Adapting micro-science is good because its cost is reasonable. The biggest challenge it has is training the teachers. An example is, for Ksh 15,000 you can buy a kit and chemicals for doing experiments for 40 students, for a whole year.

 As-much-as we are stuck in macro-science, learning science through the current model is a challenge since the scientific ground has shifted beneath us. We’re in the era of nano measurements, microchips, and milligrams (mg) quantities.

We have to accept that the world is going small and smaller. When students graduate they are going to use small (micro) qualities in their scientific pursuits. 

All chemistry and physics practicals can be done by harnessing micro-chemistry. Huge costs involved in the purchase of bunsen burners, gas cylinders and refilling the cylinders will be history due to the sufficiency of oil burners energy. This will bridge the gap of lack of facilities, which is prevalent in most schools in Kenya.

In learning electricity, electronics, magnetism, semiconductors, solenoids in physics – micro-physics will become handy when learning electricity, electronics, magnetism, semiconductors and selenoids in physics.

For science to play its rightful role as an agent towards industrialization, teachers need to be retrained to appreciate micro-science, be armed with new methods of disseminating science and be horned with new ideas on the evolving technologies. 

Colleges and universities also need to embrace micro-science for their graduates to understand and appreciate its application. It’s worth noting that our institutions of higher learning are positioning themselves towards electronic laboratories as virtual programs are gaining ground in technical and engineering learning.

The above notwithstanding, what imprisons the Kenyan learning environment is that we go to school to secure qualifications that will afford us a job. If we were learning for life, there would be a more practical approach to realities of life than what we are currently experiencing. Are our graduates from the different levels of education systems scientific, moral, spiritual and social agents of change?

If we’re training for jobs, we need to expand our job markets to attract investors and entrepreneurs who can open up the Kenyan industry. Over the years, job opportunities for science graduates have been dwindling, thus stifling motivation from learners in schools to pursue pure and applied sciences. 

Kenya needs to invest in cheap sources of electricity to add value to our raw resources before exporting. These can range from processing titanium, sodium chloride and coal to their end products. It is with this background that the Kenyan scientific, technological and engineering associations need to scale and employ new approaches of promoting scientific uptake towards a technological convergence that will usher in a practical scientific transformation in this nation. 

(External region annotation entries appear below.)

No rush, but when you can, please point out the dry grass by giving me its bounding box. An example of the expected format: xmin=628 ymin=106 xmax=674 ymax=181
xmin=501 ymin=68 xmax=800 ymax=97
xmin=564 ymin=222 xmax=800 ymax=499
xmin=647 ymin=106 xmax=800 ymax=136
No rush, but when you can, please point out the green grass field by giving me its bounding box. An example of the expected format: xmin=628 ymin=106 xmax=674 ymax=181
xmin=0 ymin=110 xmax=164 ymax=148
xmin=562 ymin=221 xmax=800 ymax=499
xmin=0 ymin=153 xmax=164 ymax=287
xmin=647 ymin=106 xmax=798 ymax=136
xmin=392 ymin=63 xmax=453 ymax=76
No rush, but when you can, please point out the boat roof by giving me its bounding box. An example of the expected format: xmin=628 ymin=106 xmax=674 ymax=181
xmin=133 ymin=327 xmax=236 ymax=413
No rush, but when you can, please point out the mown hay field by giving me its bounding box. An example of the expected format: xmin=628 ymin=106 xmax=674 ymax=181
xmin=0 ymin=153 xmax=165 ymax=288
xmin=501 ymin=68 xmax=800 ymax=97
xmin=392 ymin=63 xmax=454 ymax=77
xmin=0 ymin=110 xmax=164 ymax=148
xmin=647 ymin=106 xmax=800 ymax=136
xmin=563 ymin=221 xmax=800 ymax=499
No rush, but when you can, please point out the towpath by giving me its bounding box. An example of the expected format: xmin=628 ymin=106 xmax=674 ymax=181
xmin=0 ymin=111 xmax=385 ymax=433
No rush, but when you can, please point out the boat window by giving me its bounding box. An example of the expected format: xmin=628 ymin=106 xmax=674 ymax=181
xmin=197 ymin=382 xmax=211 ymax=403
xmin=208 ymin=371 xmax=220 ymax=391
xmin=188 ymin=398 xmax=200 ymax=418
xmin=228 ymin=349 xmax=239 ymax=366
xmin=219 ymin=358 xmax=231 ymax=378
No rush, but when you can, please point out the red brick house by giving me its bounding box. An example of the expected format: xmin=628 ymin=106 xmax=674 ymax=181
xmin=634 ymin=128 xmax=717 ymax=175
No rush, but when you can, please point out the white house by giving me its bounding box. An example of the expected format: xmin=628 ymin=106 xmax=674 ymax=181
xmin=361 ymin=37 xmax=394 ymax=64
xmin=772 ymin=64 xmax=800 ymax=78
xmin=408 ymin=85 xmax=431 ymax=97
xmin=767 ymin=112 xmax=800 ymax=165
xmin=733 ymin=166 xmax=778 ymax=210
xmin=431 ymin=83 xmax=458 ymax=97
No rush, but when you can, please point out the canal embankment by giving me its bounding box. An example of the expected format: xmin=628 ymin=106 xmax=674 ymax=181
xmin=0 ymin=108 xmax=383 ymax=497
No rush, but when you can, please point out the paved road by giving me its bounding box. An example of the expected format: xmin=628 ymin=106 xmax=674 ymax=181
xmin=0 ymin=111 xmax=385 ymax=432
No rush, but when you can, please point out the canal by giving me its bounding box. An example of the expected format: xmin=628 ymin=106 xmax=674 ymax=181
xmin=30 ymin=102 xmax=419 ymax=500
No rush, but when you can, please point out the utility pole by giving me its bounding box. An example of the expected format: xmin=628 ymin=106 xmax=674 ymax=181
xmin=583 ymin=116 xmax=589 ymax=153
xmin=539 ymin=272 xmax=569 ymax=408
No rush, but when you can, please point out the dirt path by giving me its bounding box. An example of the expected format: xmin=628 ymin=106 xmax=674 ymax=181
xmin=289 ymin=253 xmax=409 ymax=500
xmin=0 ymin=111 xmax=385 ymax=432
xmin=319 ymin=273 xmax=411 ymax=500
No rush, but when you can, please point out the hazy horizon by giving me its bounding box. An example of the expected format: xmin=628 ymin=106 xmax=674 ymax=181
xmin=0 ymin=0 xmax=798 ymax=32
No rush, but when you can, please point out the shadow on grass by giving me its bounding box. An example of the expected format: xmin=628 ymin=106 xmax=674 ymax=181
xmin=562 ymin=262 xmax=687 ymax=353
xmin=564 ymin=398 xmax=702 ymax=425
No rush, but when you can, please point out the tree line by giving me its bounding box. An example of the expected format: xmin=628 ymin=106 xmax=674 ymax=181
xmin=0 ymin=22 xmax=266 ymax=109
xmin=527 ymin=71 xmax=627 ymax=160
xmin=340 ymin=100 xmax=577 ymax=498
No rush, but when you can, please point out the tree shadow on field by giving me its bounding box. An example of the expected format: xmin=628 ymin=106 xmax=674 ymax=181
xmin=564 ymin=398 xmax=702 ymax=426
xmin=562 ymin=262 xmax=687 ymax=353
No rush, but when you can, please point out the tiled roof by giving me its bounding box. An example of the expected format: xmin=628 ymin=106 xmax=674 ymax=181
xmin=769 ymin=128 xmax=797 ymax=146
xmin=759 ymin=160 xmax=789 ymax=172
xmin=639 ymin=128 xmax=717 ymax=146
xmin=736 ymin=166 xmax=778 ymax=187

Professionals associations have a challenge to muster their acumen to see that knowledge impacts the society positively by fostering strong linkages between the academia, the industry and the government. This will provide interplay of sharing and transferring knowledge and research findings to be integrated in both in county and national government policy frameworks.

Scientists, technologists and engineers need to stand up and be part of the answers to the problems that are biting us since it is evident science is one of the basic answers to the prevailing problems Kenya is going through. We cannot afford to neglect the adoption of relevant and cheap means of disseminating science at primary and secondary school levels. Micro-science is the way to go.

The Writer is a trainer at Kisii National Polytechnic in the Electrical and Electronics Engineering Department and a post graduate student at Multimedia University of Kenya.